The announcement is to be made at 9:00 pm from the East Room of the White House.
What we know:
- Mitch McConnell has promised that the vote will take place prior to the November mid-term elections.
- Democrats are left with little power to block Trump’s Supreme Court nominee; thanks to Harry Reid and Barack Obama, rule changes mean a candidate can be approved with a simple majority.
- The potential nominees were narrowed down from a list of 25 administration-approved judges, former judges and one member of Congress, as curated by Leonard Leo, executive vice president of the Federalist Society and Trump’s top Supreme Court adviser. President Trump’s Supreme Court List
There are several “winners” on President Trump’s short list. President Trump said Sunday that:
“We are close to making a decision. Let’s just say it’s the four people. They’re excellent. Every one you can’t go wrong.”
These are rumored to be the four likely candidates, all Federal Appeals Court judges:
- Amy Coney Barrett of Indiana, U.S. Court of Appeals for the Seventh Circuit (age 46), graduate of Notre Dame Law School.

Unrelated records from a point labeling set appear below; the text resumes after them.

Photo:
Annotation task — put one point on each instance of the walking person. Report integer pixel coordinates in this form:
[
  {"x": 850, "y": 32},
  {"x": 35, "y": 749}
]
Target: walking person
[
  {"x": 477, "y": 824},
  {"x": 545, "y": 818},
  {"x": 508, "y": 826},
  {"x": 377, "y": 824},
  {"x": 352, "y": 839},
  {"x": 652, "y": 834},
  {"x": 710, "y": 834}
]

- Thomas Hardiman of Pennsylvania, U.S. Court of Appeals for the Third Circuit (age 53), graduate of Georgetown Law School.

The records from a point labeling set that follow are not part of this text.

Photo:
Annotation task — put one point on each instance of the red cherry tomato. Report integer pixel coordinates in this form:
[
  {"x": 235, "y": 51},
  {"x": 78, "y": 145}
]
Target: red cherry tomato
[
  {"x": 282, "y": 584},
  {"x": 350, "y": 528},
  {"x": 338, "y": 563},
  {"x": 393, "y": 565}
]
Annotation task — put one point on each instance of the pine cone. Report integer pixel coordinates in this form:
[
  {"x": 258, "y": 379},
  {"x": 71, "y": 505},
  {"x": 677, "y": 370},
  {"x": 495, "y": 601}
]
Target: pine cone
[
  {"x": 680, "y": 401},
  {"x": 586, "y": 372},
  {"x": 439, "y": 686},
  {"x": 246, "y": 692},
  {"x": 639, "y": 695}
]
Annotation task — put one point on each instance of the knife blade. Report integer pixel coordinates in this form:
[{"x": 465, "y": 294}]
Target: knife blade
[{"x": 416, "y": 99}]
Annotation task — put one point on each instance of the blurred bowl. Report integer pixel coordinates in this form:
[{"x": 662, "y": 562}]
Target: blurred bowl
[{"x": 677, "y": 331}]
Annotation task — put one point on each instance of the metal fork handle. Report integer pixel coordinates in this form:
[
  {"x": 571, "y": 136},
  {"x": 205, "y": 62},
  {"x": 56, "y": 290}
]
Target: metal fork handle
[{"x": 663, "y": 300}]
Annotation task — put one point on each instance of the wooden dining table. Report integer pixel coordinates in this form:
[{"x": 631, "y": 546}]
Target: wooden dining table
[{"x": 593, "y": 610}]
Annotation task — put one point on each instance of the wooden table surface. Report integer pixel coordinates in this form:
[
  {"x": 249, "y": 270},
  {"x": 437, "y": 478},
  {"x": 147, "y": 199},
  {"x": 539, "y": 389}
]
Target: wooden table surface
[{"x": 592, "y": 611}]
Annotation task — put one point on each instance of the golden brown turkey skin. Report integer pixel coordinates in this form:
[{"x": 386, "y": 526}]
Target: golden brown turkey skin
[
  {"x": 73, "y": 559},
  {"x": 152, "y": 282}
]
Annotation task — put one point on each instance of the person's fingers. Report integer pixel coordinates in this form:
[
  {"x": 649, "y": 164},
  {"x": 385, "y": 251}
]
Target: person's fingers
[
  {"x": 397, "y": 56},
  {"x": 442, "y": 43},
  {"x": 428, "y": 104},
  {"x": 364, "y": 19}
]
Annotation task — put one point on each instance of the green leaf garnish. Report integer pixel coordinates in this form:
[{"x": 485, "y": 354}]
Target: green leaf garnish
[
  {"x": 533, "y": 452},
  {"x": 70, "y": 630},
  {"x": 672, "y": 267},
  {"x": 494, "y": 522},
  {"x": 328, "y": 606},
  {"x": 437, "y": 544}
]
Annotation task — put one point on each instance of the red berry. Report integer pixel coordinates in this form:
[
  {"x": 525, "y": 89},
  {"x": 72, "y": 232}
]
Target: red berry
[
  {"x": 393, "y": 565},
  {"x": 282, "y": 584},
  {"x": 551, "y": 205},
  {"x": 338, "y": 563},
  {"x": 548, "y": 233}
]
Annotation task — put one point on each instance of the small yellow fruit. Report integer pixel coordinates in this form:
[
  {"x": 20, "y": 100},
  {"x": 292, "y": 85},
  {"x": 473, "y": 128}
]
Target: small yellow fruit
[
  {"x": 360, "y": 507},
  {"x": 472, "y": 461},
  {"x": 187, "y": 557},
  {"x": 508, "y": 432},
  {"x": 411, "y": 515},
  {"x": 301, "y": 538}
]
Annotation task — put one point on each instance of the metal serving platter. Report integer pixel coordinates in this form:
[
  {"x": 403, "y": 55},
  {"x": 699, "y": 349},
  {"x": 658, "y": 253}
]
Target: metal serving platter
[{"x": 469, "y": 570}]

- Brett Kavanaugh of Maryland, U.S. Court of Appeals for the D.C. Circuit (age 53), graduate of Yale Law School.
- Raymond Kethledge of Michigan, U.S. Court of Appeals for the Sixth Circuit (age 51), graduate of University of Michigan Law School.
More about the background and experience of the potential nominees:
All of the candidates are young, and no matter which one is selected, he/she could shape legal doctrine for several decades. All are conservatives, intelligent, educated, and experienced.
Judge Barrett is the least experienced, and potentially most controversial. She is known to be a devout Catholic, and was questioned closely about her beliefs during her confirmation hearing last year. She would almost certainly be targeted for questioning about her beliefs concerning abortion, and how they would influence her decision regarding any challenges to Roe v. Wade that might come before the court.
Raymond Kethledge is a close friend of Justice Neil Gorsuch, and said to be his “ideological twin, his intellectual peer, his real-life fishing buddy, and his close personal friend.” He is the only non-Catholic of the four shortlisters, and an evangelical Christian.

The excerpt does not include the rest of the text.